In 1997 RosEstBank opened a branch in Moscow, in 1998 the bank's subsidiary, RosEstLeasing, began operations.

European Bank for Reconstruction and Development signed a cooperation protocol in Moscow; to lend to small enterprises through RosEstBank not only in Samara and Togliatti, but also in other regions of Russia.

A solid clientele represented by the then powerful Berezovsky, a developed network of branches, a turnover of $ 100 million per year - all this allowed RosEstBank in 1993-1998 to take a worthy 33rd place in the Russian financial market.

About how exactly Boris Berezovsky worked with AvtoVAZ, much has already been said and written. Those interested can refresh their memory here at this link.

What is important for us is that RosEstBank was an important part of the ecosystem of Berezovsky's empire.

However, not wanting to keep all the eggs in one basket, the management of RosEstBank JSCB simultaneously provided similar services to other AvtoVAZ dealers. In particular, the bank's employees provided consulting and other services to the leader of the well-known "Solntsevo" business community, Sergei Mikhailov, who was with Boris Abramovich, let's say, in a tense relationship.

In 1999, the Swiss prosecutor Carla del Ponte handed over to the Russian authorities materials testifying to the active participation of RosEstBank in the transit of "dirty" money to Swiss banks. These materials provided a broad overview of all activities related to the production and sale of Lada cars.

 

But nobody paid attention to these documents. And why? If the chief caretaker of the Prosecutor General's Office Nazir Hapsirokov, on behalf of the supervisory authority, regularly entered into multi-million dollar contracts, part of the funds through which ply between Geneva and Moscow, including through the channels of RosEstBank.

The collapse of RosEstBank followed the same patterns as it happened with its parent company, the Estonian TKR. The situations were so similar that there is a feeling that at one time not only ordinary employees of RosEstBank, but all of its management were trained in Estonia.

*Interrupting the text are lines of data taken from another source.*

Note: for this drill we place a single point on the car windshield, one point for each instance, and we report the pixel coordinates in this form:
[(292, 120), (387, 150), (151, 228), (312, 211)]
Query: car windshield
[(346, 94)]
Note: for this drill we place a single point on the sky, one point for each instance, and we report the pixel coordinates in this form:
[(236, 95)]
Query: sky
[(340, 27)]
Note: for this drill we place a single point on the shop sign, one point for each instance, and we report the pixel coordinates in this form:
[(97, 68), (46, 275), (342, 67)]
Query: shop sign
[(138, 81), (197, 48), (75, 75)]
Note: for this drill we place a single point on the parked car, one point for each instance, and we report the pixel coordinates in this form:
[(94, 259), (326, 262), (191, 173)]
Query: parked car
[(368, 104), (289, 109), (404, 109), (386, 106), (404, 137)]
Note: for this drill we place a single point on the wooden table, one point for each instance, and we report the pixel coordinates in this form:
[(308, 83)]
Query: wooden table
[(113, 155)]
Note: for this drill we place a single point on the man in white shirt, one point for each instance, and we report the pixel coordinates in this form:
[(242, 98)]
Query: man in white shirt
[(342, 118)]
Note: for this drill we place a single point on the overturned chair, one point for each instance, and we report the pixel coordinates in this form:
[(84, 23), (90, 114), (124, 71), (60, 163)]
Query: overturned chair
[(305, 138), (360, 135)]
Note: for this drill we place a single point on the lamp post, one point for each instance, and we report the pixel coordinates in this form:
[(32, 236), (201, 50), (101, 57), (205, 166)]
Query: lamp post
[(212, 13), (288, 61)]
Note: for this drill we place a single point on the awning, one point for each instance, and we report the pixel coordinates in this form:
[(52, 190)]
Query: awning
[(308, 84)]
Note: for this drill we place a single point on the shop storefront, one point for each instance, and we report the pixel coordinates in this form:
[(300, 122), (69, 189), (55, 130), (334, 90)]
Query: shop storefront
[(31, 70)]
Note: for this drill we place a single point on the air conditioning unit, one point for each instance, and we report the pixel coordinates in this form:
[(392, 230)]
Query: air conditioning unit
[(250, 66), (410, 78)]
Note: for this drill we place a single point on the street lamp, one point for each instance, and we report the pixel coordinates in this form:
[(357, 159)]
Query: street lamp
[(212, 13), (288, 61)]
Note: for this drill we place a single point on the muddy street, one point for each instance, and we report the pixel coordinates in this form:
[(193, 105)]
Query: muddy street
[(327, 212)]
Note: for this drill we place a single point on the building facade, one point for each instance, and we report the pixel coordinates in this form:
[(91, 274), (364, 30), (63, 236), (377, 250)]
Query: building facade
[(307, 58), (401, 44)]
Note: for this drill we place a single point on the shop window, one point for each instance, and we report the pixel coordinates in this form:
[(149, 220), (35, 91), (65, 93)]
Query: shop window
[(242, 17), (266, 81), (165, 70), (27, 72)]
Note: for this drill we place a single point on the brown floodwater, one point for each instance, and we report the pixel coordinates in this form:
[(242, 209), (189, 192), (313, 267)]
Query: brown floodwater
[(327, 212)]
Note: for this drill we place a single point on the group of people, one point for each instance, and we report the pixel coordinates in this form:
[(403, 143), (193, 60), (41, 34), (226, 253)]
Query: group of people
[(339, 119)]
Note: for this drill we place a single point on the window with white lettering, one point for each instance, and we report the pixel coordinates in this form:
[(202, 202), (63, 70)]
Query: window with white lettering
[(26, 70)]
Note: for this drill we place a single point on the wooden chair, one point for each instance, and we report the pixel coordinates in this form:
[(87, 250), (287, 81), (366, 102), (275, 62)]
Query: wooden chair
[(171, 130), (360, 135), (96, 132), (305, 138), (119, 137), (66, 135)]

As well as for TKR, for RosEstBank it was crucial to withdraw money from the bank under the guise of loans and foreign "investments". In both cases, during bankruptcy management in banks, the auditors "dug up" a lot of interesting things.

The problems of Rosestbank began in 1998, when a "hole" of 400 million rubles was discovered in the balance sheet of the institution. 1999 did not bring relief, on the contrary, the “hole” in the balance sheet grew by 240 million rubles.

Customer dissatisfaction eventually led to the loss of the banking license.

RosEstBank President Boris Fligil in an interview with the local press, blaming the Russian state for all his troubles, argued that $ 10-15 million would be enough for him to prevent bankruptcy. According to him, the reason for the bankruptcy of RosEstBank was the rate for the "hard" ruble announced by the Central Bank of Russia, as well as the Central Bank's unwillingness to issue a stabilization loan to RosEstBank.

However, as it turned out later, the bank's monetary assets, which had irrevocably disappeared outside the borders of Russia, many times exceeded the sums necessary to save the bank, according to Fligil.

In addition, the owners of the bank, Boris Fligil and Vitaly Vavilin, transferred most of the liquid Russian assets of RosEstBank to the National Trade Bank.

And the bank's foreign investments, which were supervised and controlled by the vice president for foreign economic activity and one of the co-owners of RosEstBank, Vadim Kebets, suddenly became unprofitable.

A small lyrical digression, it is curious that the Russian Themis, albeit almost 20 years later and on another occasion, but still got to Messrs. Vavilin and Fligil.

Until recently, Ruslan Miniakhmetov, a well-known senior investigator for especially important cases of the Main Investigative Directorate of the ICR, was investigating their criminal cases, and operational support in both cases was carried out by the "K" department of the Economic Security Service of the FSB of Russia.

And by a strange coincidence, all the main troubles of the bankers began after the loud resignations of the head of the Economic Security Service of the FSB, Yuri Yakovlev, and the head of the department for the SEB of the FSB of the Russian Federation, Viktor Voronin.